The results showed that the metabolite profiles in each orientation of muscle fiber to the main magnetic field were different. The orientation at 90° was the most different compared to the other orientations. The quantity of muscle metabolites was statistically significantly changed at 30°, 60°, and 90° of muscle fiber relative to the main magnetic field when compared to 0° relative to the main magnetic field. Statistical analysis showed statistically significant differences for IMCL (CH3), EMCL (CH3), IMCL (CH2) at 30°, 60°, and 90° (P = 0.017, 0.018, and 0.018, respectively) and EMCL (CH2) at 30° and 60° (P = 0.017 and 0.042, respectively). EMCL (CH2) at 90° was unable to be measured in this study. Furthermore, the muscle lipids quantified at 30°, 60°, and 90° tended to be lower when compared to 0°. The metabolite profile changed due to the muscle fiber orientation, indicating that positioning potentially causes inaccuracies in 1H-MRS spectrum analysis.

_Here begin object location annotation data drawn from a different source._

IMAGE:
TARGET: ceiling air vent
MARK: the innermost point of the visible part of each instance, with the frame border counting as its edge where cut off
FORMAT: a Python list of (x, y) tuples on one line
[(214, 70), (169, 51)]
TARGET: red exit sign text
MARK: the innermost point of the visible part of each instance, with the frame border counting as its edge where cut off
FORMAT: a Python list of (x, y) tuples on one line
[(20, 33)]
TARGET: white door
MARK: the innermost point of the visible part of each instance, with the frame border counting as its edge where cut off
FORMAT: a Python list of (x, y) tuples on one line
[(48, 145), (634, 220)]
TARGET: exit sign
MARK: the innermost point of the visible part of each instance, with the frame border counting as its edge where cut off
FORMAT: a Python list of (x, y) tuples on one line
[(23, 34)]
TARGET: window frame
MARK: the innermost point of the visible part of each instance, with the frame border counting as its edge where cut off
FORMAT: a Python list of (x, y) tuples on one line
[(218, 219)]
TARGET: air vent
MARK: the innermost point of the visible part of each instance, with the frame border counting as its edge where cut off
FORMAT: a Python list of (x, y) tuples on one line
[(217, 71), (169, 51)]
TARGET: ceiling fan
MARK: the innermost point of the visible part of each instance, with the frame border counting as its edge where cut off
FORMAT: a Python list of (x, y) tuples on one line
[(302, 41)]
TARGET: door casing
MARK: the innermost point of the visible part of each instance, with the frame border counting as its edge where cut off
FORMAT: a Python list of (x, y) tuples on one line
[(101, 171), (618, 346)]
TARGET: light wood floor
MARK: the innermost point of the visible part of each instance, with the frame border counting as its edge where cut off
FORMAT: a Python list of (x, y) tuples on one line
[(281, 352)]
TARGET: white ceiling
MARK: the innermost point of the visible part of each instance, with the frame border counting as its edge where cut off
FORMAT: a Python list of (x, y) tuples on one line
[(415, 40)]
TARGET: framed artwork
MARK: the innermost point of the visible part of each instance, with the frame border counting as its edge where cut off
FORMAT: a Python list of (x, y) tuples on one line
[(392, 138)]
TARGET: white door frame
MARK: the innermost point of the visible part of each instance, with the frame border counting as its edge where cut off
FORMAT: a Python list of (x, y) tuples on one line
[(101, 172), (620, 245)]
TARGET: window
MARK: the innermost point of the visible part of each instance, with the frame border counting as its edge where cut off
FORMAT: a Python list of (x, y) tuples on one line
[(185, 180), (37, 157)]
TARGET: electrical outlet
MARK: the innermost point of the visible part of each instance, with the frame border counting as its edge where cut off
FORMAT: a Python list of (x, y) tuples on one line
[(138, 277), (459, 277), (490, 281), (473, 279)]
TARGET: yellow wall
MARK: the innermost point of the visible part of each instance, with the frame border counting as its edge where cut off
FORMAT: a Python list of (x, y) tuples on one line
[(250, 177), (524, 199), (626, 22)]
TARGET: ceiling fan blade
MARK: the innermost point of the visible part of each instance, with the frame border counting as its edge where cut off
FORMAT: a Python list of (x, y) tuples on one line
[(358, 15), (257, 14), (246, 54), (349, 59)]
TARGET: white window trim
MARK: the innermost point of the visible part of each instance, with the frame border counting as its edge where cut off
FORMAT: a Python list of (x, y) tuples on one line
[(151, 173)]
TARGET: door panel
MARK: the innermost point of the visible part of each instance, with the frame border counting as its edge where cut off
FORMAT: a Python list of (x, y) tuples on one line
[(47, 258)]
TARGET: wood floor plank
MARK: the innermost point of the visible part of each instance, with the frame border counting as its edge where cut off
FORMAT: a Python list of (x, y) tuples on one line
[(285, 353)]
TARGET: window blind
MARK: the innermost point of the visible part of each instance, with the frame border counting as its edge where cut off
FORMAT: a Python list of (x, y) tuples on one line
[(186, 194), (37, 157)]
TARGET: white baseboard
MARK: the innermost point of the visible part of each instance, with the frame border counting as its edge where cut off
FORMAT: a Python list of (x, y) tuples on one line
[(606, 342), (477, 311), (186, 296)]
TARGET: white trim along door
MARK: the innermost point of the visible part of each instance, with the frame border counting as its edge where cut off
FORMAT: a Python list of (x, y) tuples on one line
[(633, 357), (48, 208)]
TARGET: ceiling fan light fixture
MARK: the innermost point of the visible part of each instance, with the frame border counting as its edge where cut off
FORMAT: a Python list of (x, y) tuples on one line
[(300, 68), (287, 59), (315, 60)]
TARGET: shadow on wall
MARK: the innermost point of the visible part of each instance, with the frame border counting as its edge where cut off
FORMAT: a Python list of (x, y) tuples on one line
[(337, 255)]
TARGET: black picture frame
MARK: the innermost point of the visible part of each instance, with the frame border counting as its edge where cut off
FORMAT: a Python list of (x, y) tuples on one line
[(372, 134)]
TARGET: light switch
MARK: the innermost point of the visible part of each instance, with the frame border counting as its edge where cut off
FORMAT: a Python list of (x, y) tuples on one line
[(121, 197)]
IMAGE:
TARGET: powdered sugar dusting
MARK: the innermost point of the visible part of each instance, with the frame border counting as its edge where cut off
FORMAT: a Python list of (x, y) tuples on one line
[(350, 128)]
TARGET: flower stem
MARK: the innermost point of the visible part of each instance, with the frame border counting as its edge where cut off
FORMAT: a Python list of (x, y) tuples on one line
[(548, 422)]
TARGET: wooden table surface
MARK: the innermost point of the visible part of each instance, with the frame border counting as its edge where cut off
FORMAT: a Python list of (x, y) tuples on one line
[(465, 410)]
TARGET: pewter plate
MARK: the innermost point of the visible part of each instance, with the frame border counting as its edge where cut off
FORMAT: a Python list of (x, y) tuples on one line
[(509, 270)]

This study has determined that the basic muscle orientations to the main magnetic field can and do affect 1HMRS spectrum profiles and quantification. Muscle orientation is often treated with less care in studies on 1H MRS. These metabolite profile changes are due to the muscle fiber orientation, which demonstrates that the positioning potentially causes inaccuracy in 1H-MRS spectrum analysis.
1H MRS practitioners and users need to be especially careful when positioning any muscles or any organs of interest in order to reduce error, to be able to compare spectrum results across various institutions and to ensure reproducibility and uniformity.